I've just watched a Netflix series called 'love rats' I believe .
If you can, give it a watch , it will make you feel better than you only lost £500 . I know it's a lot but some people have lost hundreds of thousands to these scumbags . Some of them hadn't even met the scammer .
Chalk it up to experience

DeCaray · 15/09/2024 06:02

ConfusedChristina · 14/09/2024 20:57

I was seeing him for three months, not a stranger

You we t on holiday with someone you has only known for there months?

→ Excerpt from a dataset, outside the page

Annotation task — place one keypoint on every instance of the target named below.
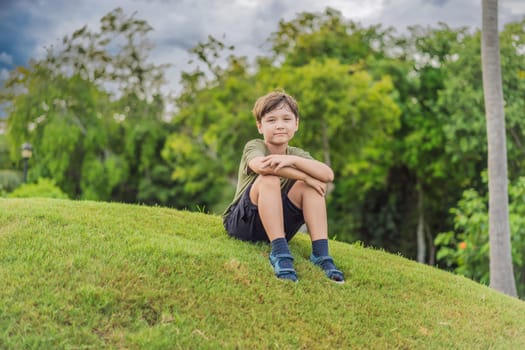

Chalk this one up to poor life choices as it's highly unlikely you will bet half back through the small claims court.

Ivegotaboneinmyleg · 15/09/2024 06:16

I am so sorry OP. You have paid dearly for a silly mistake. I wish you all the best and so knowledgeable that you won't repeat this mistake. Onwards and upwards! 🌻

AmberAlert86 · 15/09/2024 07:12

I would be tempted to turn up at jis house and demand for my money that he promised to repay. But it's quite likely he does not have any. He's a scummo, if he can't afford it he shouldn't have gone on a holiday with you.
Did you always used to pay 50/50 for dates?

Pandasandtigers · 15/09/2024 07:12

Don’t beat yourself up over it, it could have been worse.

In future get their half of the money first before you book.

ConfusedChristina · 15/09/2024 09:53

we pay 50/50 me one meal, him the next . Everyone is saying three months is too soon to go on holiday together, why?

OP posts:
TwistedWonder · 15/09/2024 10:04

ConfusedChristina · 15/09/2024 09:53

we pay 50/50 me one meal, him the next . Everyone is saying three months is too soon to go on holiday together, why?

Because as you’ve found out the hard way, you don’t know this man. Its a few weeks into getting to know someone and going on holiday together is a big step. Its not so much the going away together, its the fact you paid for everything without getting his share upfront that’s really poor judgement.